The lighthearted, forward-looking attitude and fashions of the late 1920s stayed
through most of 1930, but by the end of that year the effects of the
Great Depression began to affect the public, and a more conservative
approach to fashion displaced that of the 1920s.
For
women, skirts became longer and the waist-line was returned up to its
normal position in an attempt to bring back the traditional "womanly"
look.
Jean
Patou, who had first raised hemlines to 18" off the floor with his
"flapper" dresses of 1924, had begun lowering them again in 1927, using
Vionnet's handkerchief hemline to disguise the change. By 1930, longer
skirts and natural waists were shown everywhere.
Jean Patou |
Feminine
curves were highlighted in the 1930s through the use of the bias-cut in
dresses. Madeleine Vionnet was the innovator of the bias-cut and used
this method to create sculptural dresses that molded and shaped over the body's contours as it draped the female form.
Through
the mid-1930s, the natural waistline was often accompanied by emphasis
on an empire line.

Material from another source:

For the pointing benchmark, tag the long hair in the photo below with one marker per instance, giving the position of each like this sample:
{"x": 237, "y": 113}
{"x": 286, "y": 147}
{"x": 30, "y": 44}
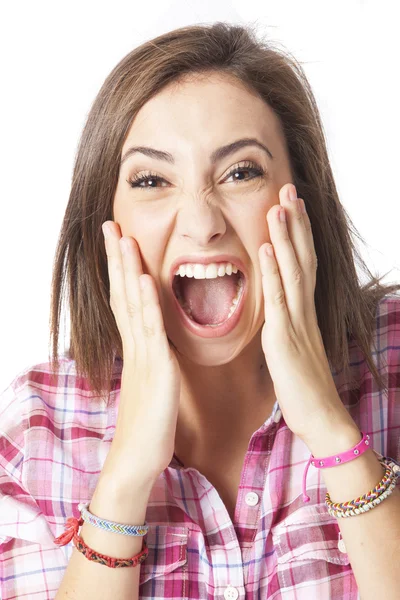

Short bolero jackets, capelets, and dresses cut with
fitted midriffs or seams below the bust increased the focus on breadth
at the shoulder.
Evening dresses with matching jackets were worn to the theatre, nightclubs, and elegant restaurants.
Full, gathered skirts, known as the dirndl skirt, became popular around 1945.
Gloves were "enormously important" in this period. Evening
dresses were accompanied by elbow length gloves, and day costumes were
worn with short or opera-length gloves of fabric or leather.